Un second lieu sera nommé par la suite : Rachel Richer se voit transportée par son kidnappeur dans une clinique privée de Montpelier, la capitale du Vermont. Cette fois, il s'agit d'un lieu moins familier, mais tout de même assez près du Québec pour conserver l'atmosphère de tension découlant de la proximité de l'intrigue. Outre la clinique où elle est internée, Rachel ne verra pas grand-chose de la ville. Le lieu a plutôt ici une fonction accessoire, celle de faire le relai entre l'espace de la situation initiale et celui de la situation finale : la ville de New York. Plusieurs paragraphes de description sont dévolus à cette dernière, où transpirent nombre de lieux communs attachés à la métropole : déshumanisation, paysage artificiel, mouvement incessant. Des icônes de la ville sont mentionnées sans qu'elles ne soient impliquées dans l'intrigue : Central Park, Battery Park, taxis jaunes, etc. Le lien avec l'espace du dénouement, un bureau dans la tour nord du World Trade Center, et l'intrigue est ténu, presque arbitraire. Bien sûr, si l'auteur a choisi New York plutôt que Boston, le World Trade Center plutôt que le Chrysler Building, c'est qu'un avion est venu s'y écraser à 8 h 46 du matin le 11 septembre 2001. Il faut comprendre ici que la narration ne pose pas un regard sur l'événement, n'en propose par une représentation nouvelle, n'avance pas d'interprétation et ne provoque pas de réactions. Au contraire, l'attentat terroriste intervient comme un deus ex machina en interrompant la diégèse.

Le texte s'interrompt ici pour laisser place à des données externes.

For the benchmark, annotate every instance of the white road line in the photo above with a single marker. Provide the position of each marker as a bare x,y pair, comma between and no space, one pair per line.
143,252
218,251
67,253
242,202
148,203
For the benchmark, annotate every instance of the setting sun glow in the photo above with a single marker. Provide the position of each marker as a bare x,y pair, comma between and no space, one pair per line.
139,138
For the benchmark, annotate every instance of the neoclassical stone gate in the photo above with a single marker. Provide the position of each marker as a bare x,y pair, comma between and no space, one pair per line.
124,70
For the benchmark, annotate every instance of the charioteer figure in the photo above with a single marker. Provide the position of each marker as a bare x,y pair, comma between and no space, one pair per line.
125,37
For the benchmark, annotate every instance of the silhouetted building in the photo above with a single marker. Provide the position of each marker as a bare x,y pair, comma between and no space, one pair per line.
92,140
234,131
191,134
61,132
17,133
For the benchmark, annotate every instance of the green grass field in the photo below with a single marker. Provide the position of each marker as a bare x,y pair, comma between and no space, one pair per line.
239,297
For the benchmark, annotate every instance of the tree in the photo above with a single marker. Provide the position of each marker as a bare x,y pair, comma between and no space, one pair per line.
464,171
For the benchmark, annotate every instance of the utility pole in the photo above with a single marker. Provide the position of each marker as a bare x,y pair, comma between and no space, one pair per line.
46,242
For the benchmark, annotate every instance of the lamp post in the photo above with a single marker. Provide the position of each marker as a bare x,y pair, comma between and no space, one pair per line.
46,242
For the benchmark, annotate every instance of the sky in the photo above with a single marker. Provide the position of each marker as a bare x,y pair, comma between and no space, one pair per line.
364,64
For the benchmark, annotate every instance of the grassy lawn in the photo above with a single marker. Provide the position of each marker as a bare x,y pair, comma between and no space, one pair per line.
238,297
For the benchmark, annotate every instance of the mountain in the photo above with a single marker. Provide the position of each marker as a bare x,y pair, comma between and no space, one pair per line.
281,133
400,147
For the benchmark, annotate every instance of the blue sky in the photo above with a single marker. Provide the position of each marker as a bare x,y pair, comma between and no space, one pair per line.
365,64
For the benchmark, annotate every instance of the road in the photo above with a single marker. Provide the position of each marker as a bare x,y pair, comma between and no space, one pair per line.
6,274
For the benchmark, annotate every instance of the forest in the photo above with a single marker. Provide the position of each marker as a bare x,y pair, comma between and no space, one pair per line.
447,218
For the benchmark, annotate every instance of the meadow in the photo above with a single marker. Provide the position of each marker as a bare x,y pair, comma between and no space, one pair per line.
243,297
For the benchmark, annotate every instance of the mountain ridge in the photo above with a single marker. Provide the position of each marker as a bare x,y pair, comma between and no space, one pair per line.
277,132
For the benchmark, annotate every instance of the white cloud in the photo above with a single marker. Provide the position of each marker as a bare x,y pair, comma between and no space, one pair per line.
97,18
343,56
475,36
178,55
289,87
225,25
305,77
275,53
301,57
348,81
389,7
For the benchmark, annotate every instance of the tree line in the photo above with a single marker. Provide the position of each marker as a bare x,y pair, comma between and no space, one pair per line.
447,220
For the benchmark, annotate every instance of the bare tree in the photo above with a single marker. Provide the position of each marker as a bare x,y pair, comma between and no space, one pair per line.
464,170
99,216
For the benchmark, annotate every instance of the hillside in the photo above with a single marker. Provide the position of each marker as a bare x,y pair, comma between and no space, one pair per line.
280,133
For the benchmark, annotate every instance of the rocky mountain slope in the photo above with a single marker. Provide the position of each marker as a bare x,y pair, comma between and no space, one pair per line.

Les fils de l'intrigue ne se dénoueront jamais puisque tous meurent dans la catastrophe. Au moment précis du climax, l'auteur substitue à la chute qu'il prépare depuis la situation initiale cet autre événement qui vient tout annuler. Le 11 septembre ne devient plus ici qu'un accessoire servant l'atmosphère du roman, un élément de suspense pour le lecteur qui voit venir la catastrophe sans connaître qu'elle en sera l'issue pour les personnages.
La distinction entre effet de sens et effet d'atmosphère devient plus claire en ce qui concerne les éléments de l'espace d'un roman. Le premier survient lorsque la narration investit le lieu d'un sens nouveau, lorsqu'elle est un « discours sur le lieu ». Dans le deuxième cas, c'est le lieu qui ajoute du sens à la narration, qui vient la teinter et l'orienter dans un genre particulier (ici le roman à suspense). Le roman Rachel au pays de l'orignal qui pleure participe donc de la transformation du 11 septembre en un lieu commun, un stéréotype qu'on peut conjurer pour donner un ton à la narration. La stratégie du lieu commun est tout à fait valable là où elle fait partie du dessein de l'auteur. En rhétorique, le topique servait à rendre une argumentation compréhensible au plus grand nombre. Un roman populaire ne saurait s'en passer, ne serait-ce que par principe d'économie. L'excès est toutefois facile et peut prendre les allures d'une recette d'écriture : votre roman manque de pathos? Saupoudrez-y un peu de 11 septembre et le tour est joué!